Innanzitutto, la Corte, passando innanzitutto in rassegna i vari orientamenti giurisprudenziali, ha ritenuto priva di fondamento l’orientamento giurisprudenziale, teso a limitare l’efficacia della norma di interpretazione autentica alla sola sanzione penale e alla sanzione civile della gratuità del mutuo, e ha concluso per l’unitarietà del fenomeno usurario: tanto è configurabile un illecito civile in quanto sia configurabile la violazione dell’art. 644 c.p., alla luce della norma di interpretazione autentica.

Successivamente, con riferimento all’illiceità della pretesa con conseguente violazione del canone di buona fede, sostenuta dal terzo orientamento sulla base del meccanismo della sostituzione automatica del tasso convenzionale, le Sezioni Unite hanno stabilito che la parte che pretende il pagamento di interessi, seppur divenuti superiori al tasso soglia in un momento successivo, sta correttamente esercitando i propri diritti scaturenti dal contratto. Pertanto, va esclusa la violazione del principio di buona fede oggettiva nell’esecuzione dei contratti in caso di pretesa di pagamento di interessi a un tasso divenuto superiore al tasso soglia: si può incorrere in tale violazione solo qualora tale diritto venga esercitato in concreto con modalità scorrette.

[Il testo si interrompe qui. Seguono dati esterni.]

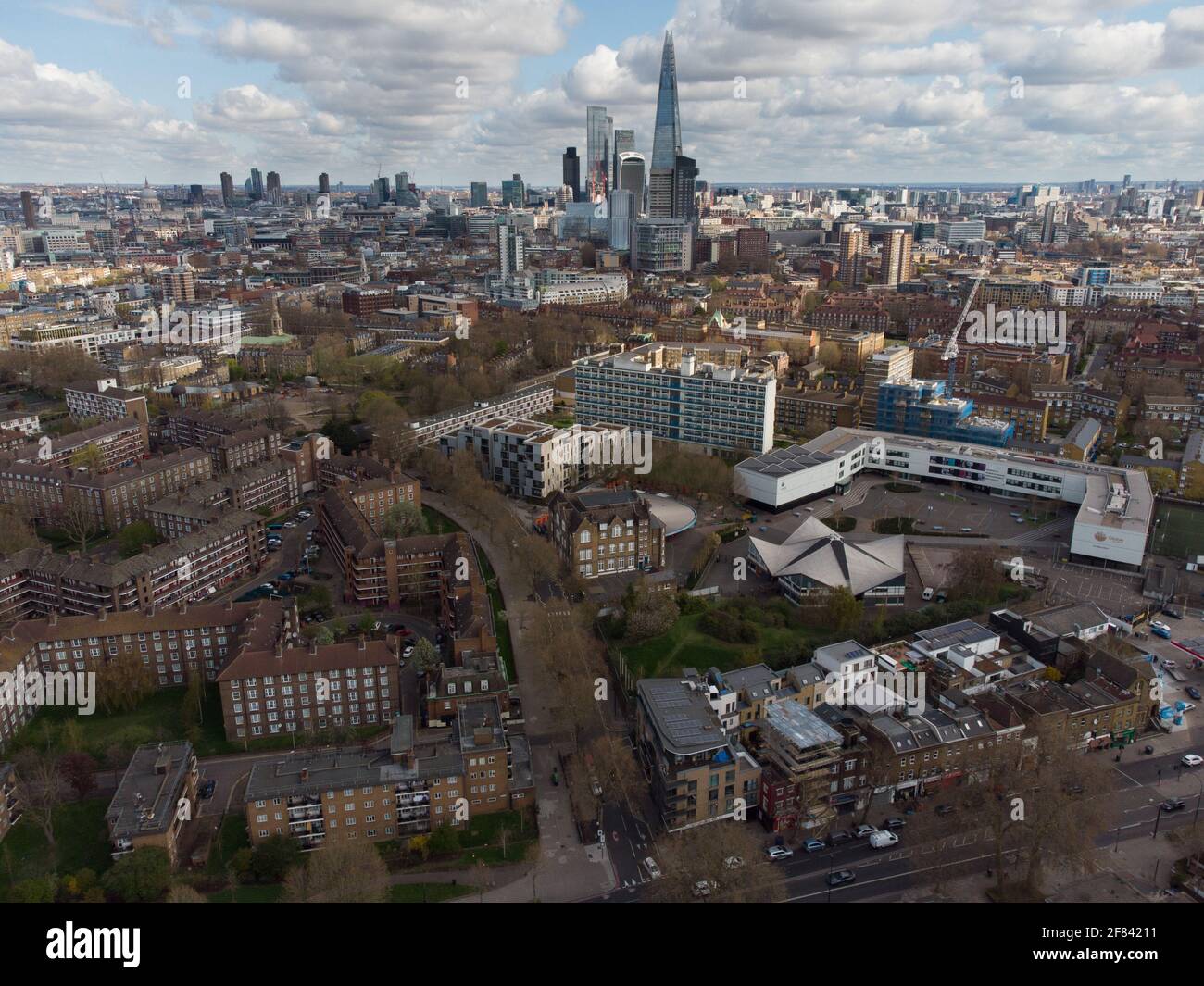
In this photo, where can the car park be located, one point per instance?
(841, 878)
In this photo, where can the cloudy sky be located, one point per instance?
(452, 92)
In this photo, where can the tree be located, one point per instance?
(141, 877)
(425, 656)
(77, 520)
(43, 790)
(136, 537)
(79, 770)
(843, 610)
(404, 519)
(345, 870)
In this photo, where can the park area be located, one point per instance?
(1178, 531)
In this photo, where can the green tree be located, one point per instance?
(140, 878)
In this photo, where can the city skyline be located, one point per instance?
(770, 93)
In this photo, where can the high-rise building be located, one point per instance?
(662, 196)
(571, 171)
(624, 143)
(514, 192)
(853, 256)
(597, 152)
(896, 257)
(633, 168)
(510, 251)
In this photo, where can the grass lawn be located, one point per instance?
(505, 644)
(81, 842)
(440, 524)
(426, 893)
(1179, 532)
(685, 645)
(248, 893)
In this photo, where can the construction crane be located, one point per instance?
(950, 354)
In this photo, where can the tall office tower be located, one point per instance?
(571, 171)
(597, 152)
(896, 257)
(892, 365)
(853, 256)
(510, 251)
(631, 176)
(666, 137)
(1047, 220)
(624, 144)
(621, 215)
(514, 192)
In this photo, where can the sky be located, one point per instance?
(847, 92)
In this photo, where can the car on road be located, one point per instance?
(841, 878)
(883, 841)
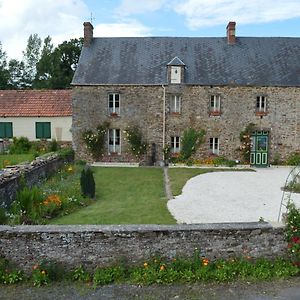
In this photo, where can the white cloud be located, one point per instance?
(129, 7)
(61, 20)
(122, 29)
(204, 13)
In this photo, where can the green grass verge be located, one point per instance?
(14, 159)
(179, 176)
(124, 196)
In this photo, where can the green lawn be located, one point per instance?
(124, 196)
(13, 159)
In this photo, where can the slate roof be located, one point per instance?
(209, 61)
(35, 103)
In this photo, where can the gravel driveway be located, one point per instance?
(232, 197)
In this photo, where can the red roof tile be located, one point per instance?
(35, 103)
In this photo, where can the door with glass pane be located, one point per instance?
(259, 155)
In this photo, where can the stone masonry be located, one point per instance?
(103, 245)
(143, 106)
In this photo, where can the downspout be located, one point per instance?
(164, 120)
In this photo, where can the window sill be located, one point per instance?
(261, 113)
(215, 113)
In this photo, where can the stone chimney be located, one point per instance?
(88, 33)
(231, 33)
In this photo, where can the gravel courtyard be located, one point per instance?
(232, 197)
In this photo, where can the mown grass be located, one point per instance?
(124, 196)
(14, 159)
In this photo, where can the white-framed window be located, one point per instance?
(214, 145)
(114, 103)
(114, 141)
(175, 144)
(175, 104)
(261, 103)
(175, 74)
(215, 103)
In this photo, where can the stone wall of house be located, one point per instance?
(32, 173)
(143, 106)
(102, 245)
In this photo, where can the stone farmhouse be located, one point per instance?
(36, 114)
(164, 85)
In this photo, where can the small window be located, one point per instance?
(114, 141)
(214, 145)
(43, 130)
(175, 105)
(6, 130)
(215, 104)
(261, 104)
(114, 104)
(175, 144)
(175, 74)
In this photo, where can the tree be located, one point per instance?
(31, 56)
(16, 74)
(65, 60)
(4, 73)
(44, 66)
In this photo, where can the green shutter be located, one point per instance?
(2, 131)
(47, 130)
(8, 132)
(39, 130)
(43, 130)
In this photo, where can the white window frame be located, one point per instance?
(261, 103)
(115, 146)
(175, 144)
(114, 99)
(214, 145)
(175, 74)
(215, 103)
(175, 105)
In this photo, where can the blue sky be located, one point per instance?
(63, 19)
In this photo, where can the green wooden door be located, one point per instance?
(259, 155)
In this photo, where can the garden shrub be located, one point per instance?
(87, 183)
(137, 146)
(293, 159)
(190, 142)
(53, 146)
(20, 145)
(95, 140)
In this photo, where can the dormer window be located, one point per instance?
(175, 74)
(175, 104)
(176, 71)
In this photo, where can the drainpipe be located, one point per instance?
(164, 119)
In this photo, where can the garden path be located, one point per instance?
(232, 197)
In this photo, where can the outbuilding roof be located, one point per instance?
(257, 61)
(35, 103)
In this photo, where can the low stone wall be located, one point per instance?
(33, 172)
(102, 245)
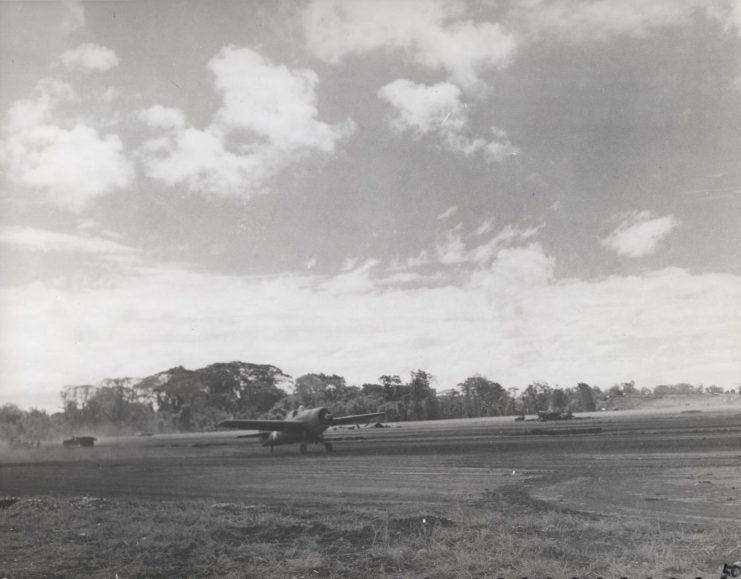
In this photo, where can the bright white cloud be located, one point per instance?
(510, 320)
(70, 165)
(268, 121)
(272, 102)
(435, 34)
(90, 57)
(437, 110)
(640, 235)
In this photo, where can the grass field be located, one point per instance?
(635, 497)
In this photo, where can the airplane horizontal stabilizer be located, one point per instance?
(358, 418)
(268, 425)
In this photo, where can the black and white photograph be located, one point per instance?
(444, 289)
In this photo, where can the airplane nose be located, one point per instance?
(326, 417)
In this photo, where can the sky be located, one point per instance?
(532, 190)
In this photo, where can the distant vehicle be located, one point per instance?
(85, 441)
(304, 425)
(545, 415)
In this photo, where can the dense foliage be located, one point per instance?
(181, 400)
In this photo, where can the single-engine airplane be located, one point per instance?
(304, 425)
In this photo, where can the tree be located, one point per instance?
(558, 399)
(536, 397)
(424, 398)
(483, 397)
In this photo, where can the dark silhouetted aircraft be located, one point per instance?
(554, 415)
(302, 426)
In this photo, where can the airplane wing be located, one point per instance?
(265, 425)
(357, 418)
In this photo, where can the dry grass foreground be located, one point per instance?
(504, 534)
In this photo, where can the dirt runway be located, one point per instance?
(681, 467)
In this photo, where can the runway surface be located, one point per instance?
(675, 467)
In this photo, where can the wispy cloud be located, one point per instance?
(511, 320)
(34, 239)
(90, 56)
(640, 234)
(437, 35)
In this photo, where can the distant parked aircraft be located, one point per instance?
(304, 425)
(554, 415)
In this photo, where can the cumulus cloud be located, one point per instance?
(437, 111)
(70, 165)
(268, 120)
(435, 34)
(90, 56)
(639, 235)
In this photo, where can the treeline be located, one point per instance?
(180, 400)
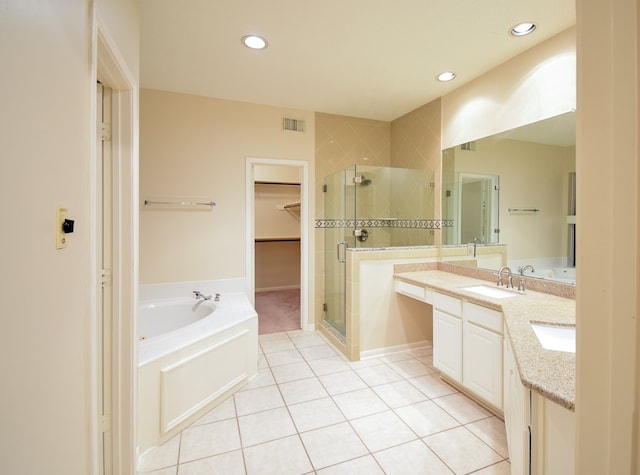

Pertanto, la Corte, avvallando quanto sostenuto dal primo orientamento, ha dichiarato che l’eventuale usurarietà sopravvenuta dei tassi di interesse pattuiti, con specifico riferimento ai contratti di mutuo, non possa comportare la nullità o inefficacia della clausola di determinazione del tasso degli interessi stipulata anteriormente all’entrata in vigore della riforma del 1996 né la configurabilità del reato di usura. Secondo i giudici di legittimità, la negazione della configurabilità dell’usura sopravvenuta è la naturale conseguenza dell’applicazione della norma di interpretazione autentica dell’articolo 644 del codice penale e dell’art. 1815 comma 2 c.c.

Invero, atteso che ai fini della configurabilità del reato di usura art. 644 c.p. occorre considerare il momento della pattuizione degli interessi, indipendentemente da quello del loro pagamento, anche ai fini civili, conseguentemente, non potrà che rilevare solo l’usura originaria. Sul piano civile, infatti, l’ordinamento non prevede un autonomo divieto di usura, ma sancisce sanzioni accessorie e di completamento al divieto penale.